Feds: Uber self-driving SUV saw pedestrian; did not brake


DETROIT (AP) — The autonomous Uber SUV that struck and killed an Arizona pedestrian in March spotted the woman about six seconds before hitting her, but did not stop because the system used to automatically apply brakes in potentially dangerous situations had been disabled, according to federal investigators.

In a preliminary report on the crash, the National Transportation Safety Board said today emergency braking is not enabled while Uber's cars are under computer control, "to reduce the potential for erratic vehicle behavior."

Instead, Uber relies on a human backup driver to intervene. The system, however, is not designed to alert the driver.

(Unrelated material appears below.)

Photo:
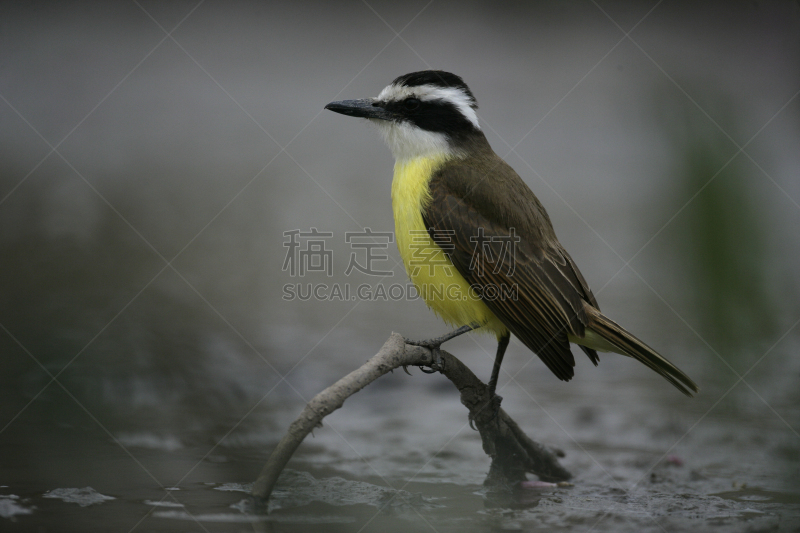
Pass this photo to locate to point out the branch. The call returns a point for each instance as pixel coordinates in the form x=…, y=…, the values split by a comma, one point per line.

In the crash, the driver began steering less than a second before impact but didn't brake until less than a second after impact, according to the preliminary report, which does not determine fault.

A video of the crash showed the driver looking down just before the vehicle struck and killed 49-year-old Elaine Herzberg in Tempe, Ariz.

Uber said in a company release it has worked closely with the NTSB and is doing an internal review of its self-driving vehicle program. The company also has brought in former NTSB Chairman Christopher Hart "to advise us on our overall safety culture, and we look forward to sharing more on the changes we'll make in the coming weeks."

The NTSB report comes a day after Uber pulled its self-driving cars out of Arizona, eliminating the jobs of about 300 people who served as backup drivers and performed other jobs connected to the vehicles. Uber had suspended testing of its self-driving vehicles in Arizona, Pittsburgh, San Francisco and Toronto while regulators investigated the cause of the March 18 crash.